I have a File-Info-List of more than 200 log-files from a directory. Most of the files need to be in the list, but there are a few lists that should be ignored.
Here is an example of the File-List:
- A300a1_ContentLink.log
- A301a20_ContentLink.log
- A1_4a0_ContentLink.log
- B200a101_ContentLink.log
- B200a101_ContentLink_20221208_115905.log
- B200a101_ContentLink_20221208_115907.log
- B200a101_ContentLink_20221208_120647.log
- B201a1_ContentLink.log
- B202a0_ContentLink.log
Explanation of the file name: The first chars refer to a room (e.g. room A300 or A1). A room could have any description, eg B200, CXS2 or only CDD, the next to a device-name (e.g. device a1 oder device a20). Each device starts with a, followed by 1-3 digits. Last part of each file is "_ContentLink" .
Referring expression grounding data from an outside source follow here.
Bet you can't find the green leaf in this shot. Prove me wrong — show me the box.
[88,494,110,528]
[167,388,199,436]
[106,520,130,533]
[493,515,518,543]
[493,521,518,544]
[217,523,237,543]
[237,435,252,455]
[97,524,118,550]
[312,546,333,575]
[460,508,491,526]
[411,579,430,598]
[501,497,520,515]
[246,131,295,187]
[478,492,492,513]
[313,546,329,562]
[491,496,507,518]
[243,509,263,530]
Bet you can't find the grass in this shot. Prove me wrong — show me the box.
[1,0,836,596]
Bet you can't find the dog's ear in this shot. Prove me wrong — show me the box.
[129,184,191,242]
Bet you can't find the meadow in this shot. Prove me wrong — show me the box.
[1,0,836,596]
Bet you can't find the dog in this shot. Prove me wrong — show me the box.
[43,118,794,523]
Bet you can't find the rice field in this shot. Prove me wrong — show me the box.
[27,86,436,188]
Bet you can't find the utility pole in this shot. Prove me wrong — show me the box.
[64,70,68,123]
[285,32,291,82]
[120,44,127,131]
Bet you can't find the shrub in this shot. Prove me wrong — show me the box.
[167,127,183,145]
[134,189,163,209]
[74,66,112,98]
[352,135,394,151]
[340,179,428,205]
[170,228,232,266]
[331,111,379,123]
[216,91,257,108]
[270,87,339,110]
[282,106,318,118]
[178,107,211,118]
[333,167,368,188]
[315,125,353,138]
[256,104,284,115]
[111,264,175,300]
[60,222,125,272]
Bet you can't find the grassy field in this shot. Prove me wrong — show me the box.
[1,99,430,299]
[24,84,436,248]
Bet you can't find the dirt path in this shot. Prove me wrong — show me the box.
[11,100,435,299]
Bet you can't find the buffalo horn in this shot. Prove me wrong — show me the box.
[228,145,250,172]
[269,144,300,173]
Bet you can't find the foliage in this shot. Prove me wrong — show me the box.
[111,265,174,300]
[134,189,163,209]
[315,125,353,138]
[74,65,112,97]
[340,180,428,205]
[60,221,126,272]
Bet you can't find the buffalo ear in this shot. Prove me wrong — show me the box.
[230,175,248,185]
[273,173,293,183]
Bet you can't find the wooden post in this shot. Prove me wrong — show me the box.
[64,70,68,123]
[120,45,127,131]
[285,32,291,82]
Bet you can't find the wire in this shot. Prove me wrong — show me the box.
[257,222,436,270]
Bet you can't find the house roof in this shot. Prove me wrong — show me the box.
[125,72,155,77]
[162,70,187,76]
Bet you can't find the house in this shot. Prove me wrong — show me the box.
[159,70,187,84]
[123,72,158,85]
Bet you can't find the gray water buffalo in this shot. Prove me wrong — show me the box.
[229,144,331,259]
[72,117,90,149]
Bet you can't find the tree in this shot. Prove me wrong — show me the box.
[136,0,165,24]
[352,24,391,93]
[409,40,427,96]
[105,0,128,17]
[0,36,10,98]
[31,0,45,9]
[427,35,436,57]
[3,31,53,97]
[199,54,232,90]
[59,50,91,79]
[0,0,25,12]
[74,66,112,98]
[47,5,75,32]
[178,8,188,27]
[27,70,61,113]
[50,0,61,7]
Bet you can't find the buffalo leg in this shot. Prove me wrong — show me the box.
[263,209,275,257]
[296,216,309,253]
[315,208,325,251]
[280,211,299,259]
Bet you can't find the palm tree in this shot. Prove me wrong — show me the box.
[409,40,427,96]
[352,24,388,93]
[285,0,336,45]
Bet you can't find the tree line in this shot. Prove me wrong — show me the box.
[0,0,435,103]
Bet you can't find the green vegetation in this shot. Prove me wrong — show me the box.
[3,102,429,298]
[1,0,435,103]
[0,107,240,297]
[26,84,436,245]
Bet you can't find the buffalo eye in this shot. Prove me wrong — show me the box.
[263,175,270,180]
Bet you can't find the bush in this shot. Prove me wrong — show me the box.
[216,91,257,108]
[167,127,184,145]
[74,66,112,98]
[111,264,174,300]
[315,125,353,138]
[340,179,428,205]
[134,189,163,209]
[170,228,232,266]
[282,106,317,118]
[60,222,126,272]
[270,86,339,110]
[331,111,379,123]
All files with further ending, like _202211208_115905 are duplicates of older versions, that are needed in other programs, but not in my List.
My problem is that I only need the newest File of each logfile in my File-Info-List.
I initialized a FileInfo[] allFiles that contains all of the files of the directory. Next I initialized a new FileInfo[] in which I would like to store only the newest version of each file.
My first attempt was to compare the LastWrite time
FileInfo currentFile = allFiles[0];
foreach (FileInfo file in allFiles)
{
if (file.LastWriteTime > currentFile.LastWriteTime)
{
currentFile = file;
}
}
But I only get back the latest file of the whole folder.
Now, I am thinking about to use Regular Expressions insteadt of .LastWriteTime, to exclude all Files that have a suffix after ContentLink.
But I don't know how and how to remove the outdated files from the list with all files (or transfer only the relevatn to a new File Info[]-List)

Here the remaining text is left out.